In the political arena, underdogs are candidates who don’t get many endorsements, they raise little money compared to competitors and they don’t have much name recognition.
People think underdogs are long-shots who won’t likely win, but sometimes they pull out a surprise.
Lori Saldaña is a self-admitted political underdog who joins podcast co-hosts Ry Rivard and Sara Libby this week to talk about her underdog status in the mayoral race, and her surprise win in a past race for state Assembly.
Saldaña was a major underdog when she ran for Assembly. She said she won, in part, because the Democrats she was up against were too busy slinging mud at each other.
“People said it was a circular firing squad of Democrats in that primary and I ducked,” she said.
Also on the podcast this week, Kevin Melton, a Republican candidate for the 78th District Assembly seat. Melton is running against City Councilman Todd Gloria — someone who’s well known, has racked up endorsements and raised far more money — but Melton said he doesn’t consider himself an underdog at all.
“I’m able to relate with all sides and all people,” he said. “So those people who need to come over who are fiscally conservative, socially moderate – they will vote my way.”
Melton said on the podcast that he has a slate of high-profile endorsements but that they’ll stay secret for the time being. He also said that though he hasn’t reported much money on campaign fundraising disclosures, that will soon change.
After the podcast taping, Melton emailed a new list of endorsements: “Supervisor Bill Horn, Assemblyman Brian Jones, Councilman Scott Sherman, Coronado Councilman Richard Baily, the entire Republican Party Central Committee 78th Assembly District, Republican Federation of Women Coronado, Point Loma, La Jolla, Del Mar, Solano Beach.” But he also said he has the endorsements of four “major people in the city” that he still can’t share.
VOSD’s Lisa Halverstadt also makes an appearance on the podcast this week to shed some light on the race to fill Gloria’s District 3 City Council seat.
Candidates Chris Ward and Anthony Bernal are similar in a lot of ways. They’ve both said no to public funding for a new Chargers stadium and yes to a dedicated funding stream to fix the estimated $300 million of infrastructure needs in Balboa Park.
The two have also invoked Gloria’s image in their campaigns, even though neither candidate has gotten his endorsement yet.
The Secret Ballot Voting in State Legislature Initiative is also a bit of an underdog to make the November ballot.
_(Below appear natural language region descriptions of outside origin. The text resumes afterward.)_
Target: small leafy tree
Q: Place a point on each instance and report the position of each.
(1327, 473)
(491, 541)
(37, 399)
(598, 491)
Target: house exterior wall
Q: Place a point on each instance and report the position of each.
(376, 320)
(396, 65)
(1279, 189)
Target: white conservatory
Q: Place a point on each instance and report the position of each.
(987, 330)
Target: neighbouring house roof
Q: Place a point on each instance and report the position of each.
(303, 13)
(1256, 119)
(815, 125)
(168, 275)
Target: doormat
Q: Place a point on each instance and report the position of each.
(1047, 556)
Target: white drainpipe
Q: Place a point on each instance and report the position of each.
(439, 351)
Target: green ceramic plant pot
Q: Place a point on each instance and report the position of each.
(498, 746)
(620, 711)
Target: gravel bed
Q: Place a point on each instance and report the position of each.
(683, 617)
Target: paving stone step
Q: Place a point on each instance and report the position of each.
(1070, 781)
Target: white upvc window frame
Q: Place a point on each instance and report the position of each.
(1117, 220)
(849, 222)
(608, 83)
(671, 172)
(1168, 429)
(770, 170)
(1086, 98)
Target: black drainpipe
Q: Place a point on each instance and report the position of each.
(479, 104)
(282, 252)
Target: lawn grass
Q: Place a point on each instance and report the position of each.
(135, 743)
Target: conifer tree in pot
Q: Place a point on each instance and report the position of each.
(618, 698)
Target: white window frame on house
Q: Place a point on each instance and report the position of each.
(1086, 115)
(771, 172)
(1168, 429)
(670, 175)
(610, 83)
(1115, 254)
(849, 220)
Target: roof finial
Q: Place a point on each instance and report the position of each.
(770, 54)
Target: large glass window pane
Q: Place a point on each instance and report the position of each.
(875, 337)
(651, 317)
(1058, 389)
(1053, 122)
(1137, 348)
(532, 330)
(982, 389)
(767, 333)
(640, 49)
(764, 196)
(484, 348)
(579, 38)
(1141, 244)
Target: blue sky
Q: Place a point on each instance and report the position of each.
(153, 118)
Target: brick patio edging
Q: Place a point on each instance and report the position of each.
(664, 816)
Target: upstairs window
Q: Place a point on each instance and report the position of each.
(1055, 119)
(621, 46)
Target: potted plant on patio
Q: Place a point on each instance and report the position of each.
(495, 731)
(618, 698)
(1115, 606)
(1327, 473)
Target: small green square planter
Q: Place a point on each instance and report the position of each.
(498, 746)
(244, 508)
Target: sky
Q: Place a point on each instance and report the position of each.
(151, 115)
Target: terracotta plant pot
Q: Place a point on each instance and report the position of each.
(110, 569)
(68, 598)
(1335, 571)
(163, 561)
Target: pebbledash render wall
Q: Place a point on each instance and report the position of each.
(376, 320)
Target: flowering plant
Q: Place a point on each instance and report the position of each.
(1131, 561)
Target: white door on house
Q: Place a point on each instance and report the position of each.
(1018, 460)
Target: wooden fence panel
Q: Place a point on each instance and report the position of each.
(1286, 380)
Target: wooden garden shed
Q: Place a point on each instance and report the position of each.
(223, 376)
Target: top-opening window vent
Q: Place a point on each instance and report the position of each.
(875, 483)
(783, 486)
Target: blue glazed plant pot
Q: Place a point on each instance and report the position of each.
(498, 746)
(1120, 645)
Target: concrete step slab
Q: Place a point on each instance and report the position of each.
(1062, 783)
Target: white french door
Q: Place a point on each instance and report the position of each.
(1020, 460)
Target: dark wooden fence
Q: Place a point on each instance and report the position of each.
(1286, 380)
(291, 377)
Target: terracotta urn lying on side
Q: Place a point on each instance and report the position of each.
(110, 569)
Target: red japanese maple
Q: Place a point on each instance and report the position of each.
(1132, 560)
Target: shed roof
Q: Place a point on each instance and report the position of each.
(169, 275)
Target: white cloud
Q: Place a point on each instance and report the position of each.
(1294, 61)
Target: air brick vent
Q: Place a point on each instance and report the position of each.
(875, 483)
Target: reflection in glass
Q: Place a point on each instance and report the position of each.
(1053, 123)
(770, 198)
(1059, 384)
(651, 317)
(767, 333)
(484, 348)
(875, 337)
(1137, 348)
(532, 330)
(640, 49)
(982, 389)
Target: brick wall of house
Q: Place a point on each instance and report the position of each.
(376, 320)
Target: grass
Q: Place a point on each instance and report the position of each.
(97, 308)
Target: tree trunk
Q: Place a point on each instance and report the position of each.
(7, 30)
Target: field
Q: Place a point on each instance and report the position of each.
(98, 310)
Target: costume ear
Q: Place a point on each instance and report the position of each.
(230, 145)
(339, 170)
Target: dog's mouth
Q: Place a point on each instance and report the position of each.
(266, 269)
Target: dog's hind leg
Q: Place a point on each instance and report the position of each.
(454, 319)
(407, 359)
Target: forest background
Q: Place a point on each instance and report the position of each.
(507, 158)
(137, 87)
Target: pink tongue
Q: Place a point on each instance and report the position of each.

The proposed measure wants legislators to be required to vote by secret ballot, thereby eliminating voting records and any method of understanding how our elected officials are doing their job.
• Rivard’s favorite thing is the California Public Records Act. During the Saldaña interview, the candidate brought up her complaint that someone with political motivations has requested her personnel records. Rivard said he likes the fact that anyone can file a public records request, and it shouldn’t matter what the motivations are behind each filing, because the public deserves access to public files. The public, after all, is paying for them.
• Libby’s a USC alum, so her fave thing this week is the school’s recent hire of Lynn Swann, a former professional football player, as athletic director.